Ele possui um Judiciário, que resolve os litígios civis e que é muito elogiado pelas pessoas do local por não ser corrupto. Elas dizem: "Aqui a gente consegue uma decisão rápida, sem ter que pagar para isso. Antes, nós pagávamos e tínhamos que esperar muito."
Os representantes do EI recolhem impostos – isso é, afinal, uma das primeiras coisas que os Estados costumam fazer. E eles têm certa assistência de saúde, têm hospitais que funcionam. Mas que, no entanto, sofrem o problema de que há poucos medicamentos, já que o abastecimento de remédios é boicotado por Bagdá. Mas é um Estado em funcionamento.
Eu conhecia Mossul. Estive lá antes da guerra no Iraque, em 2002, na mesma época do ano. Não constatei qualquer diferença decisiva. No entanto aqui eu preciso ser mais específico: se tivesse estado no bairro cristão de Mossul em 2002, nos locais multiculturais que fizeram famosa a cidade, eu teria visto agora uma diferença. Pois todos os não sunitas – isto é, todos os xiitas, cristãos, yazidis – foram expulsos ou debandaram. Mas isso a pessoa não nota mesmo, se não for aos locais onde viviam os cristãos, yazidis e xiitas.
Uns são expulsos ou fogem, outros chegam por livre e espontânea vontade. Na Alemanha, na Europa, as pessoas se espantam que milhares vão aderir voluntariamente à jihad ("guerra santa"), que se mudem para a zona de dominação dessa milícia terrorista. Você teve oportunidade de conversar com essas pessoas? Por que elas vão para lá?

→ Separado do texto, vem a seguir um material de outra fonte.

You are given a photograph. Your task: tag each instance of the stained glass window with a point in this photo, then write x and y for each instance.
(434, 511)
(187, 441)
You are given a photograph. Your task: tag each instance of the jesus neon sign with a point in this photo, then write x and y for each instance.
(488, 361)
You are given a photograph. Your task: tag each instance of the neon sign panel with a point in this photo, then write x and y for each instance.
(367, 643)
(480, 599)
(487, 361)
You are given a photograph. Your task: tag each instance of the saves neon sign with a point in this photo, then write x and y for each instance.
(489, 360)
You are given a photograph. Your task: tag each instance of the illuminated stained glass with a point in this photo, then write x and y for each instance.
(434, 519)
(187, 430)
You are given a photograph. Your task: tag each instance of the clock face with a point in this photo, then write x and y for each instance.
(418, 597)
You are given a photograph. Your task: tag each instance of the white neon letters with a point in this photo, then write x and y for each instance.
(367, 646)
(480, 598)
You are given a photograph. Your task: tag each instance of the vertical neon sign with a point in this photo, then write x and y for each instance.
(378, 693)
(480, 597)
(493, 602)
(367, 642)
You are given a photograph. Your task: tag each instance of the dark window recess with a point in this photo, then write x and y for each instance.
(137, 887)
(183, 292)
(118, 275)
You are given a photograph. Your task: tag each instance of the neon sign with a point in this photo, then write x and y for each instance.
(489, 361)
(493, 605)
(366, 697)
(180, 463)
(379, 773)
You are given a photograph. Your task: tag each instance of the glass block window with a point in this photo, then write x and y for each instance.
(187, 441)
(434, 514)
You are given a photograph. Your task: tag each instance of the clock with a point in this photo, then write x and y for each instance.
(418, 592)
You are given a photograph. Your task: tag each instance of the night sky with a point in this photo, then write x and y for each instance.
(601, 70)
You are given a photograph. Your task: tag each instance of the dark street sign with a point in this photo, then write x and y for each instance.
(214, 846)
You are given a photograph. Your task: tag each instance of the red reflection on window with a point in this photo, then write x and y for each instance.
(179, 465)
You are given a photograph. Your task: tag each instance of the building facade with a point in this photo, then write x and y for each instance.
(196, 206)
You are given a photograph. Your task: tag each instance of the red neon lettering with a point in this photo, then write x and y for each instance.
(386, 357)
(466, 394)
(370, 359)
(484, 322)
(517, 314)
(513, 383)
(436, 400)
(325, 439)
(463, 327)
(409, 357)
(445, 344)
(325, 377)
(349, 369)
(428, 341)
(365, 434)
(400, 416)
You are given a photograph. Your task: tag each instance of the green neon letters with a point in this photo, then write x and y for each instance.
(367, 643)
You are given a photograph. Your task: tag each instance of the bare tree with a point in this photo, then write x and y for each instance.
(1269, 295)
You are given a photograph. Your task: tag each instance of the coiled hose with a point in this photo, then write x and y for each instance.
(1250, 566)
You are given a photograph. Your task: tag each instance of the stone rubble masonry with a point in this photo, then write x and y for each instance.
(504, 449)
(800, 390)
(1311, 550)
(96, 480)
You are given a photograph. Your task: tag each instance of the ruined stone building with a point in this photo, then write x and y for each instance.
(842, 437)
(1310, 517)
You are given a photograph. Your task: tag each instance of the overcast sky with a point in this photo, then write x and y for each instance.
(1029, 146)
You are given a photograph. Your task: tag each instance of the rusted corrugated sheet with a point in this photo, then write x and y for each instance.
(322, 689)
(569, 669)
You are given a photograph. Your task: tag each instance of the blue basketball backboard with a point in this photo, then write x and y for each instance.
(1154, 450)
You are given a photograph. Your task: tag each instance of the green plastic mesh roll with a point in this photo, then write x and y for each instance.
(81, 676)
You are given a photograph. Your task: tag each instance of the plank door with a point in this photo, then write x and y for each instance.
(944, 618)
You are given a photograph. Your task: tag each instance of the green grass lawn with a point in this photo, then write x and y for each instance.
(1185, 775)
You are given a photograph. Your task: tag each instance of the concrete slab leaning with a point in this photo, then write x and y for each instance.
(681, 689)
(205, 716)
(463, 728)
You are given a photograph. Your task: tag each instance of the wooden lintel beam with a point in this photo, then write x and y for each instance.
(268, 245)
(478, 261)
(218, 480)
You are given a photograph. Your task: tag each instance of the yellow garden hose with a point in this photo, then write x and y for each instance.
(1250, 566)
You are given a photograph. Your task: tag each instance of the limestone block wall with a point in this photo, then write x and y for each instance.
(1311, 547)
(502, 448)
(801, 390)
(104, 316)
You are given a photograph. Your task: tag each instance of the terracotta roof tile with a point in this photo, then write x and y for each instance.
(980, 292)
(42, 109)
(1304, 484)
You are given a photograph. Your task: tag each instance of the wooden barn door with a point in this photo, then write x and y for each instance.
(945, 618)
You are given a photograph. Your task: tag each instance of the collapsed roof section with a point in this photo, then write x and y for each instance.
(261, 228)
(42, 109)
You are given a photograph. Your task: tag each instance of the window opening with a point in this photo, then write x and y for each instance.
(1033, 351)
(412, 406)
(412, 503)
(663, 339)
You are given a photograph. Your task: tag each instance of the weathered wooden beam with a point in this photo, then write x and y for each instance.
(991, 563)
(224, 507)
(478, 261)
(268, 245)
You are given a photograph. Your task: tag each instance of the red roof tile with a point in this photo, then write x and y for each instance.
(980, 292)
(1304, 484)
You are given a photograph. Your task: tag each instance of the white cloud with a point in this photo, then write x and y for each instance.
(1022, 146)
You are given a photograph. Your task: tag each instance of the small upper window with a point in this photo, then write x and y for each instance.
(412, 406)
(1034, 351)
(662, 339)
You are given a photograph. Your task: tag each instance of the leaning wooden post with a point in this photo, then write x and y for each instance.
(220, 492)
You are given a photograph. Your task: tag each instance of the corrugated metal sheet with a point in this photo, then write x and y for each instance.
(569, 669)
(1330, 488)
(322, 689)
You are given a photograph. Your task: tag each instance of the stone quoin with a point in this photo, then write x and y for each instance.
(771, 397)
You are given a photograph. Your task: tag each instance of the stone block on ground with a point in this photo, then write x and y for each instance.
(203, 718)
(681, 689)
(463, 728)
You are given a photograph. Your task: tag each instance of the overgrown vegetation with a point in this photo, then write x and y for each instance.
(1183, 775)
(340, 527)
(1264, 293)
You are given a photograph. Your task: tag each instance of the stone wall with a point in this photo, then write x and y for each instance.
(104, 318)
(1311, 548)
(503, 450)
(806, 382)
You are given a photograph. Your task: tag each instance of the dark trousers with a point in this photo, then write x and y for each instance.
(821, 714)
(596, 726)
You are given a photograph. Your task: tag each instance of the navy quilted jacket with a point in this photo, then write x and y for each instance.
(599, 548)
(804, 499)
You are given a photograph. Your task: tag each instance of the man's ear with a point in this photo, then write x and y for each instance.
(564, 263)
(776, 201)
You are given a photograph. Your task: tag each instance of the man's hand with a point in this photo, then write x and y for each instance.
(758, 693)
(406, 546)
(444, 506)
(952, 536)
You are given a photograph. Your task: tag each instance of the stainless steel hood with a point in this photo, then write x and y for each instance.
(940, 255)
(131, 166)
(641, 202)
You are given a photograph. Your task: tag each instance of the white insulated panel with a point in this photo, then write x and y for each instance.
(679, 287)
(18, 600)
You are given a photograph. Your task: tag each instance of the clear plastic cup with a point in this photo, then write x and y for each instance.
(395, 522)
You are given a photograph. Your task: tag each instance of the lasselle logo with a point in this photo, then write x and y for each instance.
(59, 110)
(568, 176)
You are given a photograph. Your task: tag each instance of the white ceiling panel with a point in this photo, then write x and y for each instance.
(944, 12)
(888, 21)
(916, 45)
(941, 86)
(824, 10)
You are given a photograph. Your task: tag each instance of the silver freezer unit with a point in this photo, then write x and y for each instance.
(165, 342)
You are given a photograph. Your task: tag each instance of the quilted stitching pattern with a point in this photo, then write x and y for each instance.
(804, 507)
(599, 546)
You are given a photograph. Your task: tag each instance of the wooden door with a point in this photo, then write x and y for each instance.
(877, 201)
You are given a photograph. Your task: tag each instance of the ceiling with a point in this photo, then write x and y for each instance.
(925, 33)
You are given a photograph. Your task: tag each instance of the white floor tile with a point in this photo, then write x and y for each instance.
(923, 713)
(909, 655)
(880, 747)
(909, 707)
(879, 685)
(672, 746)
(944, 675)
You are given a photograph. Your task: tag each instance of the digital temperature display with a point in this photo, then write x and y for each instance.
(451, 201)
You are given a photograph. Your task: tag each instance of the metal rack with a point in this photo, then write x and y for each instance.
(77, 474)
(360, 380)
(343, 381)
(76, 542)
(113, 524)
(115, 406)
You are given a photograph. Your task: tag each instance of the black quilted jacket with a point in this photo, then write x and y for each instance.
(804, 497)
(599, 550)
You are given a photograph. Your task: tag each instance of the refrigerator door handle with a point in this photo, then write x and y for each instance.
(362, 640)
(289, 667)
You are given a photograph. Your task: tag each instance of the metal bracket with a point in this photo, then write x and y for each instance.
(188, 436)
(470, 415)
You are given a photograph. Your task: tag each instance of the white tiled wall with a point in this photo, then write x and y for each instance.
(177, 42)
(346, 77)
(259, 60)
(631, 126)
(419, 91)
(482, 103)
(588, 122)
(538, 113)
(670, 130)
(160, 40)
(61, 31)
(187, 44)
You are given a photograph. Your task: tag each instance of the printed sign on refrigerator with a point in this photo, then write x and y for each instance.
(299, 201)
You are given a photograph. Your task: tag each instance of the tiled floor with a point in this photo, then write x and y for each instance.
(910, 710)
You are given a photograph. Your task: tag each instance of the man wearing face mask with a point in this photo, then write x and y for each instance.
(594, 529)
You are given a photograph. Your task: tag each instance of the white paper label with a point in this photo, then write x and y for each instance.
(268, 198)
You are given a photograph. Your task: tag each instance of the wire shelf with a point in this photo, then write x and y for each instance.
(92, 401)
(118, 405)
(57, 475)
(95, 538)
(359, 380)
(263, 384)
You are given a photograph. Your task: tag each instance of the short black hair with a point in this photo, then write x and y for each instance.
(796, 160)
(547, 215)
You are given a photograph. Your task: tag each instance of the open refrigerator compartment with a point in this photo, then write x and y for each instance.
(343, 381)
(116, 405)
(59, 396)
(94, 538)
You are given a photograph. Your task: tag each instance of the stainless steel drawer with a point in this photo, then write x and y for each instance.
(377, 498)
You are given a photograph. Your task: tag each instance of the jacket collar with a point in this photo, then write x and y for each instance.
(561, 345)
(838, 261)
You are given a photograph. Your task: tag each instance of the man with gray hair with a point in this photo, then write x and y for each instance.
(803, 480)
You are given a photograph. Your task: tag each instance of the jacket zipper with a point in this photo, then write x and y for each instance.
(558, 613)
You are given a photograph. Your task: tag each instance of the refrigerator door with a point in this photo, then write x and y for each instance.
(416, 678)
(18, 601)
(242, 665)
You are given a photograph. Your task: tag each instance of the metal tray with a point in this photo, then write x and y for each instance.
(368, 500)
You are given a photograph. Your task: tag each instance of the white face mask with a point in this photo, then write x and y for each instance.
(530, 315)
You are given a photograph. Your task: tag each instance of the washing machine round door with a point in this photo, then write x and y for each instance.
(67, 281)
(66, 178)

Eu estive num centro de recrutamento próximo à fronteira: todo dia chegavam mais de 50 pessoas – e existe mais do que um punhado desses centros. E com que entusiasmo elas chegavam. Não é só qualquer bobalhão: é também, em parte, gente altamente inteligente.
Um rapaz vinha do Caribe, vestido com elegância, de óculos ray-ban. Perguntei: "O que você está fazendo aqui?" E ele: "Acabei de passar no meu segundo exame estatal para exercer a advocacia, já posso atuar no tribunal. Mas eu quero lutar pelo 'Estado Islâmico', onde quer que precisem de mim."
Outra vez, estávamos caminhando pelas ruas de Mossul. De repente demos com um louro grande, esbelto, claramente não se tratava de iraquiano. Acaba que era um sueco, e ele disse: "Estou tendo a melhor época da minha vida aqui!" Houve uma lavagem cerebral incrivelmente bem sucedida.
O EI não é apenas muito poderoso e já controla uma área do tamanho do Reino Unido: ele é extremamente atraente para um grupo de pessoas jovens. Elas veem que se decapita no "Estado Islâmico", que se queima, tortura, que mãos são cortadas. Mas dizem: "Há motivos superimportantes por que isso é certo, agora. O fraco não pode ser generoso, o fraco tem que ser brutal." Ou seja, uma tendência pavorosa e, a meu ver, perigosíssima.